Subject: Re: Memory errors. Maybe.
To: None <port-amd64@netbsd.org>
From: Richard Rauch <rkr@olib.org>
List: port-amd64
Date: 09/15/2004 04:45:13
On Wed, Sep 15, 2004 at 01:55:48AM -0500, Richard Rauch wrote:
 [...]

I've let memtest86+ run for a while to build up some stats.
(Also, for a little bit yet, I am a bit hampered at getting
the self-extracting BIOS upgrade images into a WIN32 box
to expand them...)

The information may be of some interest to someone so I'm
posting.  And then, it may also remind someone of a problem
that they've had with AMD64 systems and we might find some
common points.


>  b) Errors seem to always come in pairs.  The second one is
>     always approx. 16MB after the first one.  Usually (always?)
>     the second digit is 2 less than the first digit.

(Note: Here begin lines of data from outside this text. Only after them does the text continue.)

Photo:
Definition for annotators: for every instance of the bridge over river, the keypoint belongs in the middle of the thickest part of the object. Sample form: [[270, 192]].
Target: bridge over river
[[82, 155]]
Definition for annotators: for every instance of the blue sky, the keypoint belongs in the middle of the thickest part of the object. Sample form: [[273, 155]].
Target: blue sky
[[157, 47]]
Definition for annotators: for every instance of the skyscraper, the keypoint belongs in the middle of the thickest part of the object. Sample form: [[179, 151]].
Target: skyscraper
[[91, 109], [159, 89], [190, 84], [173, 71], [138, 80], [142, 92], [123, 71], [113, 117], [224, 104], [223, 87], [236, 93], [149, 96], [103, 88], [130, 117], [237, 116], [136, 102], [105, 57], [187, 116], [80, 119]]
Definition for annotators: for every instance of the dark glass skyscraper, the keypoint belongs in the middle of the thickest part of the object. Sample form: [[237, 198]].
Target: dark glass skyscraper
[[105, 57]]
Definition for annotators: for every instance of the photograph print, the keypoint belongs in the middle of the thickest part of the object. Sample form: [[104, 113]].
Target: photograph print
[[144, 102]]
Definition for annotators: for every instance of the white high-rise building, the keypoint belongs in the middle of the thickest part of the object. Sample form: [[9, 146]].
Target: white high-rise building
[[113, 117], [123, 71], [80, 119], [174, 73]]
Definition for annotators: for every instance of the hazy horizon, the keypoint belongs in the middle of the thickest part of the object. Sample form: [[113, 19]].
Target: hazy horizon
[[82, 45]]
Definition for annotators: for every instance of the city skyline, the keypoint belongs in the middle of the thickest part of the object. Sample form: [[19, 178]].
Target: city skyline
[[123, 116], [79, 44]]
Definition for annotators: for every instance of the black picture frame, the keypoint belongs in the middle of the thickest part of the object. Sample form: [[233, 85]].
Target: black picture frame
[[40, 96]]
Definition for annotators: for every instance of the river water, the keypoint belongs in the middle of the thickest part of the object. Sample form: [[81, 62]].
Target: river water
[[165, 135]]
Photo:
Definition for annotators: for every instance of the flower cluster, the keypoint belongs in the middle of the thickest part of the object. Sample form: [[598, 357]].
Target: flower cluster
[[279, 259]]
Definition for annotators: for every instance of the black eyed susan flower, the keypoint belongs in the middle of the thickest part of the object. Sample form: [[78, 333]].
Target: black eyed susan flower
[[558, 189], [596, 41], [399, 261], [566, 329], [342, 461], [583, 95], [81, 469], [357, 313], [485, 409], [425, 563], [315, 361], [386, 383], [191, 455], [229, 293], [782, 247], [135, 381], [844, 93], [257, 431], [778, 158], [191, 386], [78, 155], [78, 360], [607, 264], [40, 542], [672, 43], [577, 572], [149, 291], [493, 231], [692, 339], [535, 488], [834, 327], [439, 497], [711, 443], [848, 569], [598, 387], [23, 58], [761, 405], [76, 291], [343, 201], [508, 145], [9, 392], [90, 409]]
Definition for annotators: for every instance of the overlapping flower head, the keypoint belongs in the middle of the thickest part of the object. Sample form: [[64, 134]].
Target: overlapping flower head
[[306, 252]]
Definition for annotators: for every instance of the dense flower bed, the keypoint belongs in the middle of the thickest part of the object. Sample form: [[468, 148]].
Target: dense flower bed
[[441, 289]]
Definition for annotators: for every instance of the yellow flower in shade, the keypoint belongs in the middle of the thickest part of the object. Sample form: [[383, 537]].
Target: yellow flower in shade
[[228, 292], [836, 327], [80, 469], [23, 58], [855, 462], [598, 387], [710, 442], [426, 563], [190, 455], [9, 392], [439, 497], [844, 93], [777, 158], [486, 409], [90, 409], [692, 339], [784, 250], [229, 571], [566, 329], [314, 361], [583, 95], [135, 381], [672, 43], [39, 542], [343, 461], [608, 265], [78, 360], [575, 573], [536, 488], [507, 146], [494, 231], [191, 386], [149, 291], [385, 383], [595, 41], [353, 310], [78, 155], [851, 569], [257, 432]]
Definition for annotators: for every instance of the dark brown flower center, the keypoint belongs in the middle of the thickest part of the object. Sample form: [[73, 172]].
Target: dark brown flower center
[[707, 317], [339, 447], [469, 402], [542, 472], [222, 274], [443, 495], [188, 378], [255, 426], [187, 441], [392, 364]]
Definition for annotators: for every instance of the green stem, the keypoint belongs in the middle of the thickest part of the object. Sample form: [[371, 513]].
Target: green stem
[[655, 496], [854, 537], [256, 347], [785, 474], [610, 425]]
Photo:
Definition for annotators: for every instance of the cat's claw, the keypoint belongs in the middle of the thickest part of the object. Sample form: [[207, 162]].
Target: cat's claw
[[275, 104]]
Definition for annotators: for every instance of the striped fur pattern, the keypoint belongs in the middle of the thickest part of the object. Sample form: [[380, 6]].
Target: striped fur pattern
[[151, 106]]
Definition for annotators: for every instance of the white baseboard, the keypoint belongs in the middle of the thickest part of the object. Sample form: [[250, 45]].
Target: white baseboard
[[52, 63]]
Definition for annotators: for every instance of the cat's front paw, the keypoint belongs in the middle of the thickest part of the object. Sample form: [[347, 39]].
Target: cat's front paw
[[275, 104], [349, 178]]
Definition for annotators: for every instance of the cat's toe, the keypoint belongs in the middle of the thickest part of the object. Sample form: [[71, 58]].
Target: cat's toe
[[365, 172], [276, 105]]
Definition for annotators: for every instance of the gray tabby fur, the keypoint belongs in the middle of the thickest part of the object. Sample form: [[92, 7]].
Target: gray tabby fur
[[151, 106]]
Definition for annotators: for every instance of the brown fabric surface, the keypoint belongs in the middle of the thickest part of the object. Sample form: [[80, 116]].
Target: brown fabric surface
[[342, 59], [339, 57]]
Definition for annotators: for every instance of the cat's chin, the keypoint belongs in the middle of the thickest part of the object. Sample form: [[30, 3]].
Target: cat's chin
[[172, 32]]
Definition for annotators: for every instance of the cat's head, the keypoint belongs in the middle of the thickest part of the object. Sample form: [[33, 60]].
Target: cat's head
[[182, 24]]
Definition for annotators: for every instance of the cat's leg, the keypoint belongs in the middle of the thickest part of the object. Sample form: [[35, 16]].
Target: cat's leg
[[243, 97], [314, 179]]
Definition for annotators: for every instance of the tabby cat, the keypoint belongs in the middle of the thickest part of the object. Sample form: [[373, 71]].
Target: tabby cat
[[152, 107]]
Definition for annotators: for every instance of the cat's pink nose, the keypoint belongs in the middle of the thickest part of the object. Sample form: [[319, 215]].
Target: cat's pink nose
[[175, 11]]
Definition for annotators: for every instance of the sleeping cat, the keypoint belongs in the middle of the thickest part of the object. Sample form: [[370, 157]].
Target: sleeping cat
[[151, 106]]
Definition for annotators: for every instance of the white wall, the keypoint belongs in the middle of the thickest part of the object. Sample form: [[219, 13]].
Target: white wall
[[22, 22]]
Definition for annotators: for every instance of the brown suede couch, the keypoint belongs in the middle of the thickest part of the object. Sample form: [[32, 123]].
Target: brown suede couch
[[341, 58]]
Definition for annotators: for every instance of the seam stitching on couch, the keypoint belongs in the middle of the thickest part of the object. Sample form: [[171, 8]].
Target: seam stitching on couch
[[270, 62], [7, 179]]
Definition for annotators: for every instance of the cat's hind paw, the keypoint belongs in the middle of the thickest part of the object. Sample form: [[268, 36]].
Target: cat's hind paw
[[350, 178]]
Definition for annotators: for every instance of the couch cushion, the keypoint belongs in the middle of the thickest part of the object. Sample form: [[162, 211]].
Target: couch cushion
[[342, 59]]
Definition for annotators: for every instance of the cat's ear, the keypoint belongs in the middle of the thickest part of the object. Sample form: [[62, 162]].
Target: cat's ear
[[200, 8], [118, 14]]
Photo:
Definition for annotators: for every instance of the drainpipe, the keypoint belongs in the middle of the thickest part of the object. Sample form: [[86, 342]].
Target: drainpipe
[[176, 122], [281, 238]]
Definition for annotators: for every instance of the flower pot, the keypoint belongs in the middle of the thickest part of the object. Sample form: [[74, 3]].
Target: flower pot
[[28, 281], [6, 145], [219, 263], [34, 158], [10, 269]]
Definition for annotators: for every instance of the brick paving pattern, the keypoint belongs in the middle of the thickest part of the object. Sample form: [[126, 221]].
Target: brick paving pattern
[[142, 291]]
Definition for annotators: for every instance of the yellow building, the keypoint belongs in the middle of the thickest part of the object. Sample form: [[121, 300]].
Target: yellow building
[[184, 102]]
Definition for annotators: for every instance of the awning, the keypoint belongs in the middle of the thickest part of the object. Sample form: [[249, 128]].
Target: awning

 b.1) The difference is (16MB - 0x20).

 b.2) If the second in a pair of errors falls close enough to
      the other (less than a meg, certainly), I saw at least one
      case where you get errors at A, A+16MB-0x20, A+16MB-0x20+<fudge>,
      where <fudge> is some small value---i.e., a triple of errors.
      I only saw a case of this happen at one point.  I know it must
      have happened on other occasions, as the total number of errors
      was odd then even.  I don't know how far apart the "odd man out"
      was from the nearest other error.  This suggests to me a cache
      issue.  (That's a little easier for me to believe than that
      I've had two consective bad memory modules.)


>  c) The "Good" column in memtest86+ is usually all 0s, the
>     "Bad" is 00000004 (or 0 if "Good" was 4), and the Err-Bits
>     is always 00000004.

 c.1) The Err-bits is always all 0s it seems except for a single 4
      digit.  I saw one case where a fairly high-order f nybble
      became a b nybble.

 c.2) "Bad" is almost always presented with 1 extra bit turned on,
      rather than off.

>  d) As the tests run multiple times, they seem to have started
>     at 10, spiked a bit on the second or third pass, and in
>     passes 4, 5, and 6 have dropped off to 4 to 6 errors.  Maybe
>     that's just statistical anomaly, but suggests to me some kind
>     of "warming up" and stabilizing of something...

 d.1) As the test has continued (up to almost 4 hours now), there
      have been returns to larger numbers of errors per pass and
      some passes with no errors.  (Currently at 22 passes, it has
      194 errors logged, so about 8 errors per pass it now seems.)


-- 
  "I probably don't know what I'm talking about."  http://www.olib.org/~rkr/